No question about it, the Monica Lewinsky story has dominated the media like few others in history. But of all the pronouncements coming from the seemingly inexhaustible sully of commentators out there, one statement was the most salient. I was struck by Bill Safire's read on "Meet the Press": "I may be the last person in America who still thinks that the financial relationship that Bill Clinton has with the Riady family in Indonesia than any possible sexual relationship he had with a White House aide."
No matter what Monica Lewinsky ultimately has to say, Safire is right. But he's whispering into a tornado. The Monica story, with its fury drawing from six years of unresolved Clinton scandals, is a potent cocktail of jailbait sexual allegations and perjury charges that have already captured the usually apolitical public that feeds on the table scraps of O.J. and JonBenet updates. It's water cooler dynamite. We can mourn the lack of attention to the Asiagate swamp or Dan Burton's House hearings on political manipulation of the Interior Department's Indian casino decisions, but this is one story the media actually may be determined to take to the finish line. I hedge on that a bit simply because the media have never taken a Clinton scandal to resolution.
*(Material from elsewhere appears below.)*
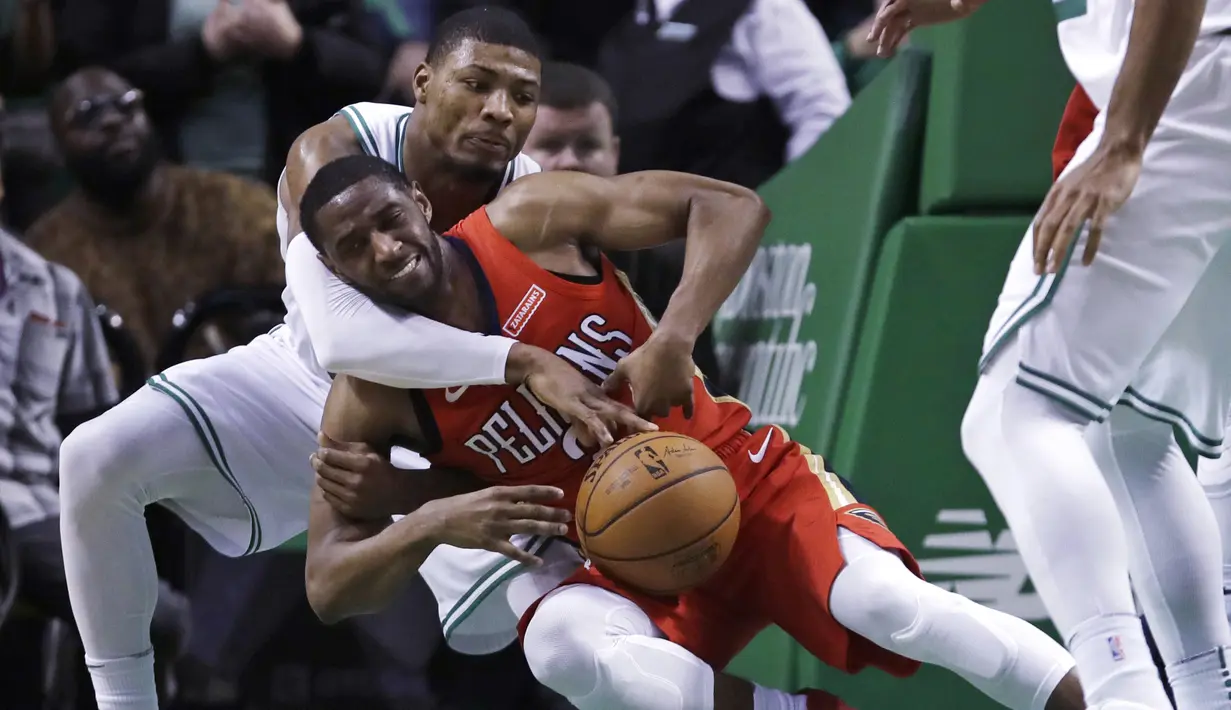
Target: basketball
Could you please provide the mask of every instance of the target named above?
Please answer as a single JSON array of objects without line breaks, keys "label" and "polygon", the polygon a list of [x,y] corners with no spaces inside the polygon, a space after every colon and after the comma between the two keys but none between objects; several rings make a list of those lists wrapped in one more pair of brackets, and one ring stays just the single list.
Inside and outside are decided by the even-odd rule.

In theory , there are three journalistic stages to scandal stories: allegation, investigation, and resolution. The media's record covering this administration is sorry. Many times they won't even touch the allegation, even after some legal body has resolved the story for them. Take Judge Royce Lamberth's decision to fine the White House $285,000 for bald-facedly lying about the composition of the Clinton health care task force. Lamberth declared "It is clear that the decisions here were made at the highest levels of government. " From start to finish, the media have virtually ignored it.
On other occasions, a scandal would start with a small burst, then peter out as the White House pounded their liberal friends into submission by suggesting they didn't want to be tools of a right-wing conspiracy. Take Hillary's $100,000 commodities bonanza. The allegations led to the famous Pink Lady press conference, with everyone cooing about the First Lady's "performance," all style and no substance. The story just died, never to be resolved.
What is painfully apparent is that each of these scandals is part of a wider mosaic that, when all the tiles are placed together, show an administration that is pathological in its dishonesty. Give credit where credit is due: to Newsweek's Michael Isikoff for exposing this depraved President, and to ABC's Sam Donaldson, who refuses to be fooled by White House doubletalk.
Then again, we should also focus on those unfortunate family members who've been embarrassed along with the President by these sordid stories. I refer not to Hillary and Chelsea, but to their surrogate family members in the media, like poor Eleanor Clift and Bryant Gumbel. Whatever shred of credibility they hoped to retain throughout the Chutzpah President's remaining days is gone, but it seems no one's told them. The day the story broke, Clift defended Clinton on MSNBC: "Well, he's been elected twice with people knowing that he has had affairs. Now is the fact that this woman is 21, I mean she's still of age I suppose." Besides, Clift argued, "libido and leadership is often linked." You could almost hear the laughter.
On his Nielsen-challenged CBS show "Public Eye," Gumbel was even more partisan, and pathetically so: "These allegations have been spawned by a series of secretly recorded audio tapes, behind the tapes and the charges: Special Prosecutor Kenneth Starr, the same Republican partisan who has unsuccessfully dogged Mr. Clinton for three and one-half years." Gumbel asked reporter Scott Pelley: "Scott, as you and I both know, a popular move these days is to make a titillating charge and then have the media create the frenzy. Given Kenneth Starr's track record, should we suspect that he's trying to do with innuendo that which he has been unable to do with evidence?" No, but we should suspect that Gumbel is trying to do with innuendo what he could never do with objective truth.
Clinton may still be in denial about his behavior, but the media are just coming out of their denial. It's as if they've all suddenly found a code word for his modus operandi: "Slick Willie." Welcome to the club, folks. And maybe after you finish the Lewinsky story, you might try to tie up all the other loose ends you've left untied.